Researchers find a way to make photos and muted videos ‘speak’ – here’s what it could mean for your privacy
Capturing audio from a still image may feel like something out of a science fiction novel, but one scientist has actually figured out a way to do it, with the helping hand of AI.
By creating a machine learning tool called Side Eye, a team led by Northeastern University professor of electrical and computer engineering and computer science Kevin Fu can read images to an extraordinary degree.
By applying Side Eye to a still image, they can determine the gender of a speaker in the room, where the photo was taken and the words they spoke, according to TechXplore. They can also apply the tool to muted videos.
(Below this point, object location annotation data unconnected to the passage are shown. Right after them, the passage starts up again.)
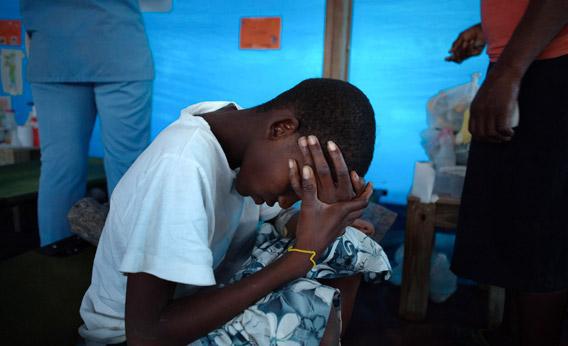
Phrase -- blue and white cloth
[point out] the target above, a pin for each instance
(298, 313)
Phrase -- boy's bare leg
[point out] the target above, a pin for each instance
(348, 286)
(332, 330)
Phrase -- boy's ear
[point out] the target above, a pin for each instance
(283, 127)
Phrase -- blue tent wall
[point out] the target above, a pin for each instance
(397, 59)
(197, 56)
(397, 53)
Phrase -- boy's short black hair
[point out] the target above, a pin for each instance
(333, 110)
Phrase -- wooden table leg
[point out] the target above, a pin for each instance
(419, 239)
(496, 306)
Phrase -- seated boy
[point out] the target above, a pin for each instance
(202, 186)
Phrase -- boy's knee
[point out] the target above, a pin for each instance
(332, 330)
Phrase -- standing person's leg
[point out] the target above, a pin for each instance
(66, 115)
(125, 110)
(541, 316)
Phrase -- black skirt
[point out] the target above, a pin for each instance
(513, 224)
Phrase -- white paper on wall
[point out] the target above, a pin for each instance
(11, 71)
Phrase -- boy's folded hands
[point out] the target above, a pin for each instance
(328, 205)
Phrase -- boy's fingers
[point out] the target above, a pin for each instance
(309, 186)
(303, 144)
(358, 183)
(294, 177)
(322, 168)
(344, 186)
(354, 215)
(354, 205)
(367, 193)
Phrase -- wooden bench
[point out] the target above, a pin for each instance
(422, 219)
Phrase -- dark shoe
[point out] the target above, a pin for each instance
(65, 247)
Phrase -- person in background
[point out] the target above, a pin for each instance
(86, 58)
(512, 230)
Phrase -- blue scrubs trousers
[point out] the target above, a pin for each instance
(66, 116)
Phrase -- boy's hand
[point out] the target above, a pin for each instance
(321, 223)
(470, 42)
(345, 187)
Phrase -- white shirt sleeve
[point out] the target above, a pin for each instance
(169, 225)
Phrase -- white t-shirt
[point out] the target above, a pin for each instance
(174, 215)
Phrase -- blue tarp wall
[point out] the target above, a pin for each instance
(397, 59)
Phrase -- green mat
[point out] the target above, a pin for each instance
(20, 181)
(40, 298)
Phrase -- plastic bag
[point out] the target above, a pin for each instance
(446, 109)
(448, 119)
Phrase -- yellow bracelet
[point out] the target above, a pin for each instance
(312, 254)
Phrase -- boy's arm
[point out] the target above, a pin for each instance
(153, 318)
(496, 100)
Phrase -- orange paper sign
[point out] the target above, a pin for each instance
(260, 33)
(10, 32)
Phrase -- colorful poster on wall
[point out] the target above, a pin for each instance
(10, 32)
(260, 33)
(11, 71)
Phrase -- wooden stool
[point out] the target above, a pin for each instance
(421, 221)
An AI-powered privacy nightmare?
“Imagine someone makes a TikTok video and mutes it and dubs music,” Fu told the publication. “Have you ever been curious about what they’re really saying? Was it ‘Watermelon watermelon’ or ‘Here’s my password?’ Was someone talking behind them? You can actually pick up what’s being spoken off camera.”
The machine learning-powered Side Eye uses image stabilization technology that is universally used in almost all smartphone cameras.
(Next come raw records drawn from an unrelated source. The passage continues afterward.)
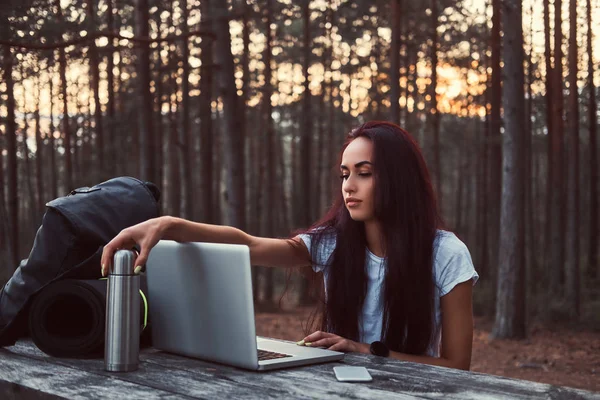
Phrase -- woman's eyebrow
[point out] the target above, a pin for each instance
(357, 165)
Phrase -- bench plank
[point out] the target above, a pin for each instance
(162, 374)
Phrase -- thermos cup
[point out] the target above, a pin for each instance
(122, 329)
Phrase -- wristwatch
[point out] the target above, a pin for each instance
(379, 349)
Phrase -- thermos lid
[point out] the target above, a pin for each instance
(123, 262)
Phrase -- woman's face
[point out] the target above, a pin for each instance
(357, 179)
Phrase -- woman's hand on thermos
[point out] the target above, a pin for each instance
(145, 235)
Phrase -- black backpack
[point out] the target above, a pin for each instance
(69, 243)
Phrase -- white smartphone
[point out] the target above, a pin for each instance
(352, 374)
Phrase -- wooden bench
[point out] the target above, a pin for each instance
(28, 373)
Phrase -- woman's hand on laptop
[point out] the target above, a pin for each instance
(333, 342)
(145, 235)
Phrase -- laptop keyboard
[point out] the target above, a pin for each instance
(270, 355)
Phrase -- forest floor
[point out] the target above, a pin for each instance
(558, 356)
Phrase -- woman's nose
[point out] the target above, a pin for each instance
(349, 185)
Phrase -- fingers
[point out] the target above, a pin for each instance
(122, 241)
(141, 259)
(326, 342)
(316, 336)
(341, 345)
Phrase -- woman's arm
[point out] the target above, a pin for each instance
(457, 330)
(457, 333)
(263, 251)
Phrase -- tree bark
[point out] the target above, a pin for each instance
(206, 130)
(395, 63)
(11, 157)
(594, 230)
(95, 80)
(495, 138)
(549, 125)
(39, 198)
(187, 139)
(510, 301)
(434, 113)
(233, 140)
(110, 106)
(572, 243)
(531, 182)
(306, 134)
(5, 238)
(175, 147)
(557, 228)
(269, 156)
(147, 159)
(53, 167)
(245, 61)
(68, 181)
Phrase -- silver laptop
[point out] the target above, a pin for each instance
(200, 297)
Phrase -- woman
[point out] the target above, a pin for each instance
(395, 284)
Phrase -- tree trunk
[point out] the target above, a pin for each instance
(306, 134)
(495, 140)
(39, 198)
(5, 238)
(187, 140)
(95, 81)
(68, 181)
(434, 114)
(245, 61)
(572, 243)
(557, 228)
(305, 139)
(395, 63)
(594, 233)
(233, 139)
(147, 149)
(550, 127)
(510, 301)
(53, 167)
(11, 157)
(206, 131)
(531, 231)
(269, 156)
(110, 106)
(175, 147)
(482, 229)
(29, 205)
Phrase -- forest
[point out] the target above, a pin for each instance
(237, 110)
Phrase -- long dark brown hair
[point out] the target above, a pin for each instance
(405, 206)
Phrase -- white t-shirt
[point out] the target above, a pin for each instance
(452, 265)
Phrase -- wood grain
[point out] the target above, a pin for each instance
(163, 375)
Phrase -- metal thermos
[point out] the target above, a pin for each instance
(122, 334)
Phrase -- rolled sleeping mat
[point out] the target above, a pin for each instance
(67, 318)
Cameras built into smartphones have springs to suspend the lens in liquid, meaning photos won’t be blurred or out of focus due to someone’s unsteady grip. Sensors and an electromagnet work together to push the lens in the opposite direction of the vibrations being applied to stabilize the image.
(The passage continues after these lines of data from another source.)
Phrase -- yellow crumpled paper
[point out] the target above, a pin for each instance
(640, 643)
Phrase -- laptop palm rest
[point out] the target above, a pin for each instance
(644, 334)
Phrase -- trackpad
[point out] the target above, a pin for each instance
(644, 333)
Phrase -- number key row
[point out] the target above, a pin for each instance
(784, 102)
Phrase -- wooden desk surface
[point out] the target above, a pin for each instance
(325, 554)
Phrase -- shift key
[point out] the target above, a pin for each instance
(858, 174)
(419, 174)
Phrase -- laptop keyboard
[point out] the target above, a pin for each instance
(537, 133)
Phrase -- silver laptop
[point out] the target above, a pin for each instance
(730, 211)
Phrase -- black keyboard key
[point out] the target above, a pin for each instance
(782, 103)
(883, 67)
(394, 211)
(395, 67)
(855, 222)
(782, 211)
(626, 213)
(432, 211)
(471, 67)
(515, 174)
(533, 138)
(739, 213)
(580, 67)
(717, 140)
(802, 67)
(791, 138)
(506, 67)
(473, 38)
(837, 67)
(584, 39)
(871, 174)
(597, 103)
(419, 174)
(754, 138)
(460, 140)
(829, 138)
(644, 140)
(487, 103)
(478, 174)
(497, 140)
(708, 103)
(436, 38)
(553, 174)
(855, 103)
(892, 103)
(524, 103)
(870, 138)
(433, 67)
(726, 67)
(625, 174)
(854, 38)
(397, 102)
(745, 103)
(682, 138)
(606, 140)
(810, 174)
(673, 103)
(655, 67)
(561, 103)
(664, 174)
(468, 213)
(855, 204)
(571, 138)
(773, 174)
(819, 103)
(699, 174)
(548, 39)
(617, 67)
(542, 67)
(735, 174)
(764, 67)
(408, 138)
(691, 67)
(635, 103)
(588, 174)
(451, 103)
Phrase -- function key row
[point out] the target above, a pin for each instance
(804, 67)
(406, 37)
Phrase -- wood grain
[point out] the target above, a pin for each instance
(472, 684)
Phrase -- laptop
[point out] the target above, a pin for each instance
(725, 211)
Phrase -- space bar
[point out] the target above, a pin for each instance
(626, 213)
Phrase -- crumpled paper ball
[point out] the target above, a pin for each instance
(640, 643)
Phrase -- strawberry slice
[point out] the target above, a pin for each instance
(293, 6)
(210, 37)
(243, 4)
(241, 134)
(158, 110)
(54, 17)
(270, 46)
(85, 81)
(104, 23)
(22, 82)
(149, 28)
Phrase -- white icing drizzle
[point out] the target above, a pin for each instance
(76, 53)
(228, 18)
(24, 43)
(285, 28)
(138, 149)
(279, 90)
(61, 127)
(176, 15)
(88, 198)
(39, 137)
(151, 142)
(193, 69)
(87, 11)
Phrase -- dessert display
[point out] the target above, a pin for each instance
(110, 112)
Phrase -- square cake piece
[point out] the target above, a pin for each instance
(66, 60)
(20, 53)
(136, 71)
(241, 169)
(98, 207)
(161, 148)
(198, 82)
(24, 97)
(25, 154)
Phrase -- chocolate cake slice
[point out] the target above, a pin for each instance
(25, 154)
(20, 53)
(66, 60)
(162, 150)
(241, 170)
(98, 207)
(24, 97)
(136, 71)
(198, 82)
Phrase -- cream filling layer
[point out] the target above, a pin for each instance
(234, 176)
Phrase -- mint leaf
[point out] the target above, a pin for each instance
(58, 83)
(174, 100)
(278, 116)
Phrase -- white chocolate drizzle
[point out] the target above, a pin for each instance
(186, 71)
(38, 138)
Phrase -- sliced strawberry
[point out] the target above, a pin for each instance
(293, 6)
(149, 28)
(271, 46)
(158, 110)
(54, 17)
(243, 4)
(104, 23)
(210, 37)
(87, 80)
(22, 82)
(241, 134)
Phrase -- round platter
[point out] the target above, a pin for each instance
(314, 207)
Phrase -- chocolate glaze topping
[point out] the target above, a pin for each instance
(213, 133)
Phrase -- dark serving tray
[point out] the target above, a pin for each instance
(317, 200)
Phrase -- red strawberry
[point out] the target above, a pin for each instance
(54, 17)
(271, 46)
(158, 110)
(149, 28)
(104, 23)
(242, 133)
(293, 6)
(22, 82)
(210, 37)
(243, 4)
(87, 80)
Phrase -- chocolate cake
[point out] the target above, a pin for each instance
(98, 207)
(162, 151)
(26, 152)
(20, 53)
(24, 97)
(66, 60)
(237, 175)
When someone speaks near the camera lens while the photo is being taken, it creates small vibrations in the feathers and subtly bends the light. Although it would be virtually impossible to extract the sound frequency from these vibrations, this is made easy thanks to the rolling shutter method of photography that most cameras use.
“Basically the way cameras work today to reduce costs is that they don’t scan all the pixels of an image at the same time, but row by row,” Fu added. “(That happens) hundreds of thousands of times in a single photo. What this basically means is that you can amplify more than a thousand times how much frequency information you can get, essentially the granularity of the audio.”
While Side Eye itself has a very basic form factor and requires a lot more training data to refine and perfect, it could pose a cybersecurity nightmare for many if a more advanced form of the system falls into the wrong hands.
But there are also positive implications for the technology, especially if a much more advanced form of Side Eye is used as a kind of digital evidence for those investigating crime.